For the defender of scientism to suddenly back away from the obligation to provide evidence for his beliefs on a point this fundamental is unacceptable. But since, as I’ve already demonstrated, there is no empirical way of defending PFT, we are forced to conclude that defending the assumption – and ultimately defending science itself – must rest on a philosophical foundation rather than an empirical one. And, thus, it follows that the claim that science is the only source of knowledge is false.

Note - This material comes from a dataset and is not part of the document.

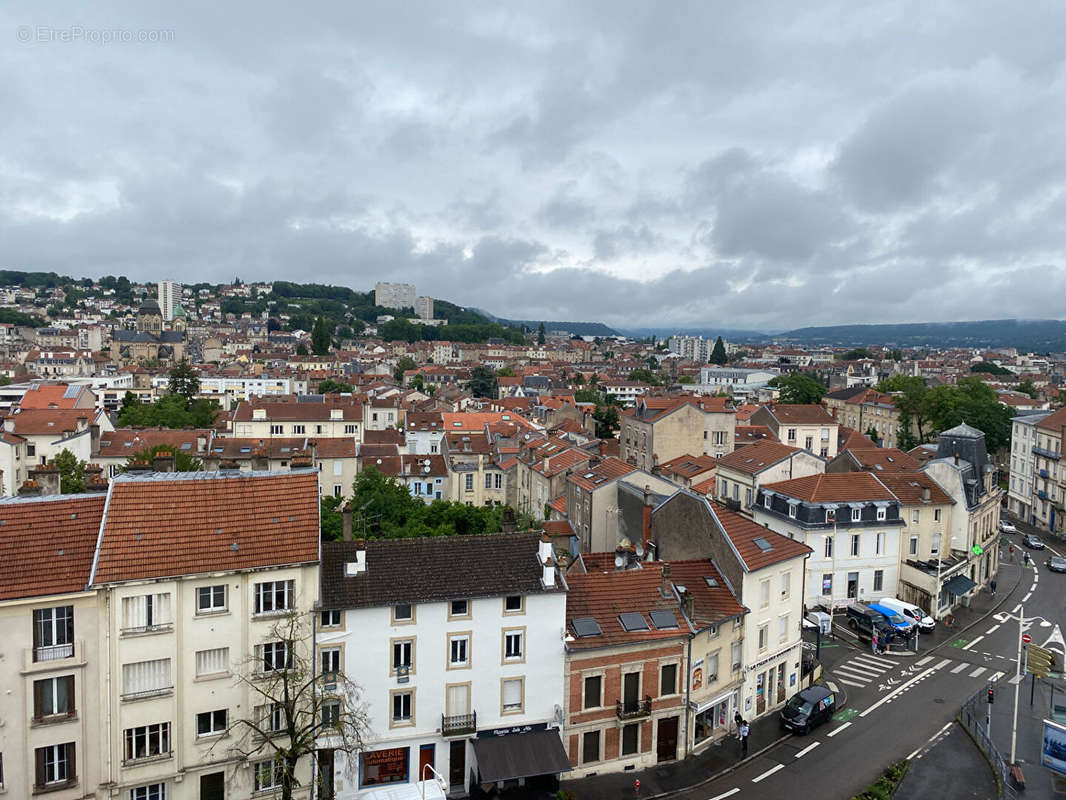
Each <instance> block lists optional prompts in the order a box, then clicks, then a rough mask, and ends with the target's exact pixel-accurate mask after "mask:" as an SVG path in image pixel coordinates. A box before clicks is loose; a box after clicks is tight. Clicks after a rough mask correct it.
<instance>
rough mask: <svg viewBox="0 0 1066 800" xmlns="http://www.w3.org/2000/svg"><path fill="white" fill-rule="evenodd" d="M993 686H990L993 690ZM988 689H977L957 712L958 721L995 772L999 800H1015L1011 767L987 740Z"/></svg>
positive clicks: (983, 688) (1000, 754) (993, 770)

This is enough to make the case against scientism, but another word ought to be said about the ideology’s reception among popular intellectuals. Every detail of the argument I have just presented in this essay can be found in both David Hume and Immanuel Kant, two architects of modern philosophy whom Steven Pinker favorably cites in his breezy intellectual history at the beginning of Enlightenment Now. Material for similar arguments can be found in practically every other philosopher of any importance before the Enlightenment, and quite a few for a century afterwards: Plato, Aristotle, Plotinus, Augustine, Duns Scotus, Aquinas, Ockham, Descartes, Spinoza, Locke, Reid, Schopenhauer, Hartmann, and Soloviev, to name a few. The argument I’ve presented in this essay is not, for these philosophers and quite a few more in the last century, some arcane and especially difficult conclusion. If philosophy were mathematics, the argument against scientism wouldn’t be transfinite arithmetic or modern geometry, it would be remedial pre-algebra. The ability to reflect on our own thinking and seek out the justification for our starting principles is the very foundation point of philosophy, and yet it’s something which popular science and public intellectuals cannot seem to discuss without lapsing into caricatures or wildly pointing fingers at religion or German Romantic aestheticism as the only conceivable source of opposition to scientism.
But it just isn’t so – philosophers like Hume, who made a poor secret of his anti-Christian sentiments, and Spinoza, who was excommunicated from the synagogue for his pantheistic views, were hardly writing axe-grinding defenses of traditional religion. They were attempting to do philosophy well, which led them both to recognize the necessity of reasoning that went beyond the empirical, even as both of them developed radically different systems. If popular science writers wish to defend scientism, they would do well to demonstrate a modicum of understanding of the best arguments against their position. But to invoke the PFT one last time, given their past behavior, I wouldn’t count on it for the foreseeable future.